We can see that the most common reason is a mixture of formal education and on-the-job experience (about 45%). The next most common answer was strictly on the job experience at a little less than 30%. Less than 10% of instructors were teaching things they had learned purely in school.

These results strongly support the view that Udemy is in fact taking knowledge acquired from non-academic sources and turning it into formal courses. Given that Udemy is filling in a gap left by traditional course offerings, it is perhaps not surprising that the answers skew towards “on the job training” but it is even more pronounced than I would have expected. I also think it’s interesting that the most common answer was  a “mixture” suggesting that for instructors their on-the-job training was a complement to their formal education.

Online education and ed tech is exciting in general—it promises to potentially overcome the Baomol’s cost disease characterization of the education sector and let us educate a lot more people at a lower cost.  However, I suspect that business models that simply take offline courses and move them online will not create the incentives needed to bring the large amounts of practical knowledge into the course format; by creating a marketplace, Udemy creates those incentives. By having an open platform for instructors, it can potentially tap the expertise of a much larger cross section of the population. Expertise does not just reside within academia and Udemy—unlike platforms that simply take traditional courses and put them online—can unearth this expertise and catalyze its transformation into courses. Any by forcing these courses to compete in a market for students, they create strong incentives for both quality and timeliness.

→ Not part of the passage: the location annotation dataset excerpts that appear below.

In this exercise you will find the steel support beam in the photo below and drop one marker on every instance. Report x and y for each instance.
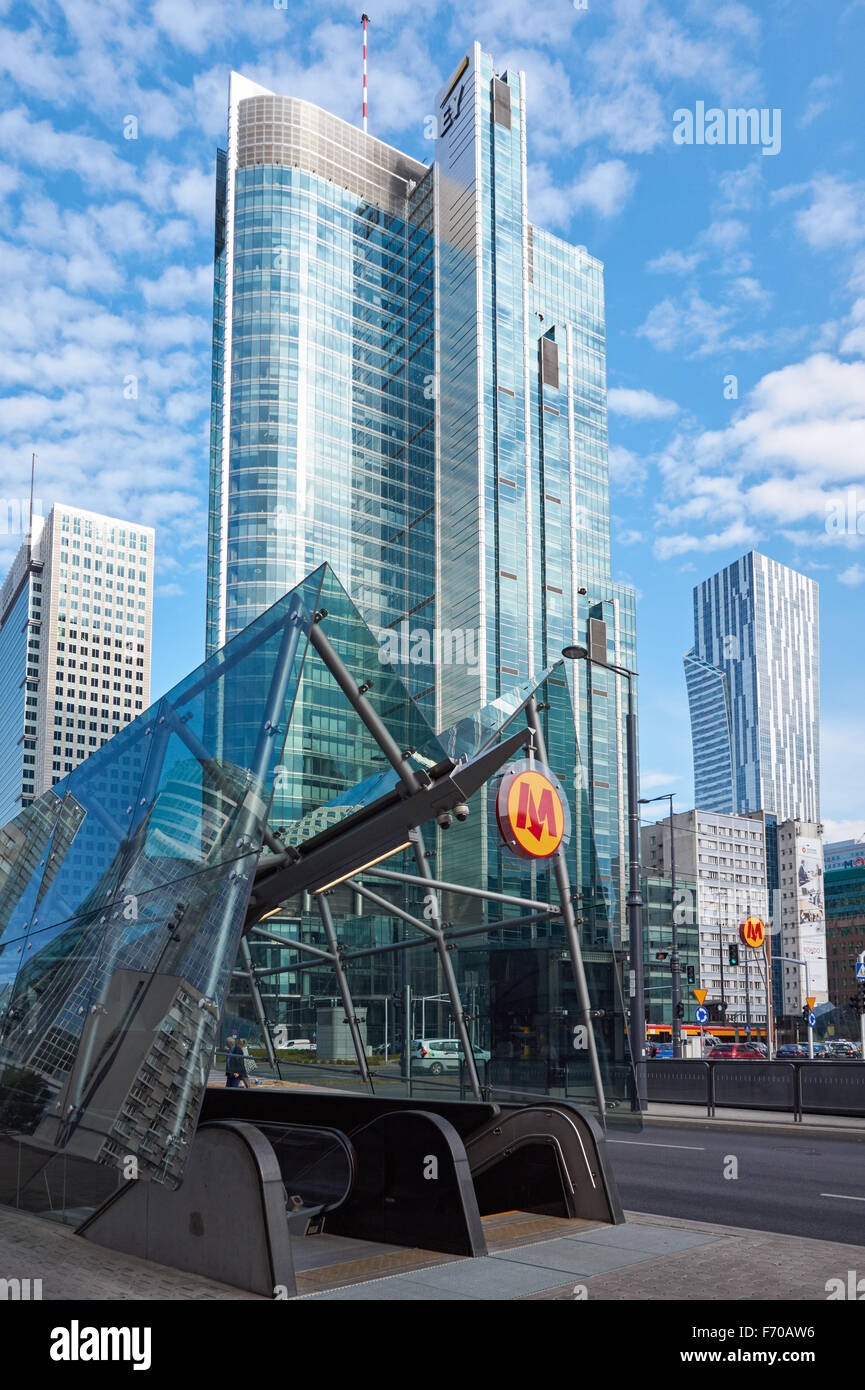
(257, 1005)
(570, 926)
(441, 886)
(362, 706)
(447, 968)
(390, 906)
(324, 909)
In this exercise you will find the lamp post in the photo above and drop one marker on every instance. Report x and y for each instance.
(675, 962)
(634, 895)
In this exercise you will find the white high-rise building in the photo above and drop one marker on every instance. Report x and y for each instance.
(725, 856)
(753, 679)
(75, 631)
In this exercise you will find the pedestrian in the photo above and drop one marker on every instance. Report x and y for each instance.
(248, 1065)
(235, 1066)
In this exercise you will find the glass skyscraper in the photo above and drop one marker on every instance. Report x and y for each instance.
(409, 382)
(753, 680)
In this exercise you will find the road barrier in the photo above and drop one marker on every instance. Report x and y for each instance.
(794, 1087)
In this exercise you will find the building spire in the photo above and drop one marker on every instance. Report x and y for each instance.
(365, 20)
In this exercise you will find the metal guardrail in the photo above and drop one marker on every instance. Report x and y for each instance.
(794, 1087)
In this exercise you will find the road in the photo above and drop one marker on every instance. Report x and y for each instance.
(796, 1184)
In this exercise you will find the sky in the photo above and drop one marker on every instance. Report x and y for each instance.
(734, 281)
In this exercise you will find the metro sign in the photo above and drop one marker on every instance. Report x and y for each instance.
(531, 811)
(753, 933)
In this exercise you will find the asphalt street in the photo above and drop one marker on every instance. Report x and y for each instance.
(796, 1184)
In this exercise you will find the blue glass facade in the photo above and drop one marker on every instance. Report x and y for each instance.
(409, 382)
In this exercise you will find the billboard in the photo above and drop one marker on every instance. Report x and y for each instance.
(811, 909)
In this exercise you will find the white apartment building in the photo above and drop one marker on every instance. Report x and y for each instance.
(725, 856)
(75, 637)
(800, 913)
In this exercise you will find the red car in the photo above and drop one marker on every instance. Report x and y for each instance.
(736, 1051)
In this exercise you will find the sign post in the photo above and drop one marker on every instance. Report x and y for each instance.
(701, 1016)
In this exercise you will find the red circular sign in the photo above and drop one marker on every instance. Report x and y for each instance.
(531, 812)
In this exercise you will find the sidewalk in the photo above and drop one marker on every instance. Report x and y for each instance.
(659, 1111)
(652, 1258)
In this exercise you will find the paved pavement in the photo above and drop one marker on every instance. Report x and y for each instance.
(810, 1183)
(730, 1115)
(648, 1258)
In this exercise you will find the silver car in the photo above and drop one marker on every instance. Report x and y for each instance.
(437, 1055)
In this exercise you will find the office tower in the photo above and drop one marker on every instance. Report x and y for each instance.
(323, 406)
(75, 615)
(723, 855)
(753, 680)
(409, 382)
(659, 902)
(844, 854)
(844, 893)
(800, 916)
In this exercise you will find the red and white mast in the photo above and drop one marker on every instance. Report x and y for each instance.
(365, 20)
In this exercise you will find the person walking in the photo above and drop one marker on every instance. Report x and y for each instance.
(249, 1065)
(235, 1065)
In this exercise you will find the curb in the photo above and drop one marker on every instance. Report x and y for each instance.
(757, 1123)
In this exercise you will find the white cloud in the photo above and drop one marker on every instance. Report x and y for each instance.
(837, 830)
(737, 537)
(178, 285)
(790, 456)
(626, 470)
(836, 216)
(640, 405)
(36, 142)
(819, 97)
(650, 780)
(601, 188)
(676, 263)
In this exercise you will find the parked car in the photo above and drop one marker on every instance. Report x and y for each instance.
(437, 1055)
(736, 1052)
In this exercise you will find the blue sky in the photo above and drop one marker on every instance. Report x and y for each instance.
(721, 262)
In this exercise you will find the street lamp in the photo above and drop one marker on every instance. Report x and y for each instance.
(675, 963)
(634, 897)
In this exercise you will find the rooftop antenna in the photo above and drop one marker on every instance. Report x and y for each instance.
(365, 20)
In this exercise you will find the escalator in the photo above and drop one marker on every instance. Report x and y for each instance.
(328, 1186)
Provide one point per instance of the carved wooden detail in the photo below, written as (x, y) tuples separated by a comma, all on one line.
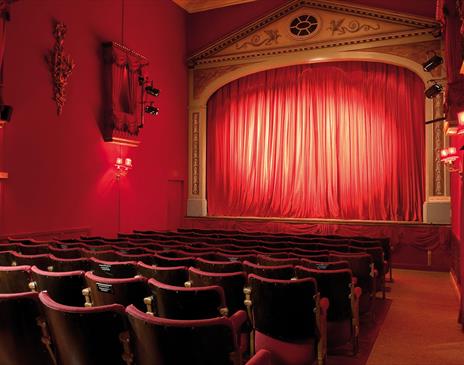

Although having a true marketplace has many advantages, running marketplace businesses is quite difficult—they create challenges like setting pricing policies, building and maintaining a reputation system, ensuring product quality without controlling production, mediating disputes and so on. But taking on these challenges seem worth it, particularly as businesses are getting better at running marketplaces (see Uber, Lyft, Airbnb, Elance-oDesk, etc.). In future blog posts, I hope to talk about some other interesting aspects of the survey and how they related to market design. There are some really interesting questions raised by Udemy, such as how should instructors position their courses vis-a-vis what’s already offered, how they set prices, and on the Udemy side, how you share revenue, how you market courses, how you have your reputation/feedback system work, how you decide to screen courses and so on—it’s a really rich set of interesting problems.